Function Purpose Key Parameters Return
get_script_dir() Resolve script directory for CLI or sourced execution. none Absolute directory path (character).
as_bool(x, default = FALSE) Parse truthy/falsey CLI text to logical. x, default Logical scalar.
parse_cli_args(args) Parse key=value CLI tokens into a named list. args Named list of string values.
discover_control_years(fishery_dir) Detect available years from samYYYY.dat controls. fishery_dir Sorted integer year vector.
write_bs_setup(fishery_dir, nbs, levels) Write bs_setup.dat controls for ADMB. fishery_dir, nbs, levels (length 4) Path to written file.
run_sampler_year(year, fishery_dir, sam_bin, io = FALSE, verbose = TRUE) Run ADMB sam for one control year. year, fishery_dir, sam_bin, io, verbose Invisibly TRUE on success.
read_estimates(year, fishery_dir) Read one results/Est_<year>.dat file. year, fishery_dir data.table or NULL if missing.
summarize_estimates(est_dt) Roll up combined (stratum=99) annual numbers and mean age. est_dt Yearly summary data.table.
run_ebswp_fishery(...) Main consolidated workflow for year-range run + summary. start_year, end_year, run_sampler, nbs, levels, io, fishery_dir, sam_bin, summary_csv, verbose Invisible list: years, summary_csv, n_rows.

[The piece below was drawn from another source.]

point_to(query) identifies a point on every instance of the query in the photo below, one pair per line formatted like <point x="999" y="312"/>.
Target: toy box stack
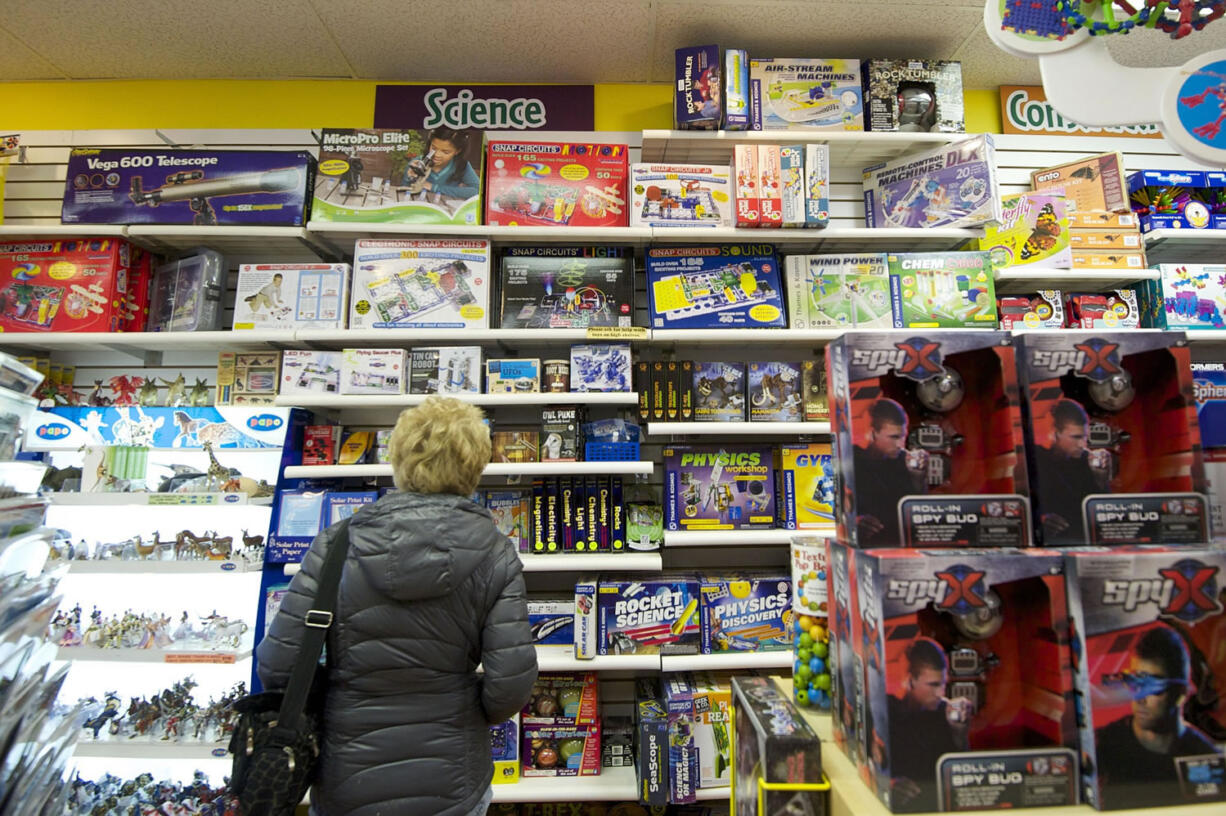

10 Render This Documentation

From repository root:

quarto render index.qmd

This produces index.html in the repository root.

11 Push to GitHub

Typical update sequence:

git add index.qmd index.html
git commit -m "Update sampler documentation"
git push origin <branch>

If your repository uses GitHub Pages from root or gh-pages, commit index.html accordingly.

12 Troubleshooting

  • Package 'arrow' is required for Parquet output.
    • Install arrow in your R library before running the refactor.
  • quarto: command not found
    • Install Quarto and ensure it is on your PATH.
  • ADMB binary not found
    • Ensure admb and/or compiled sam exists and is executable.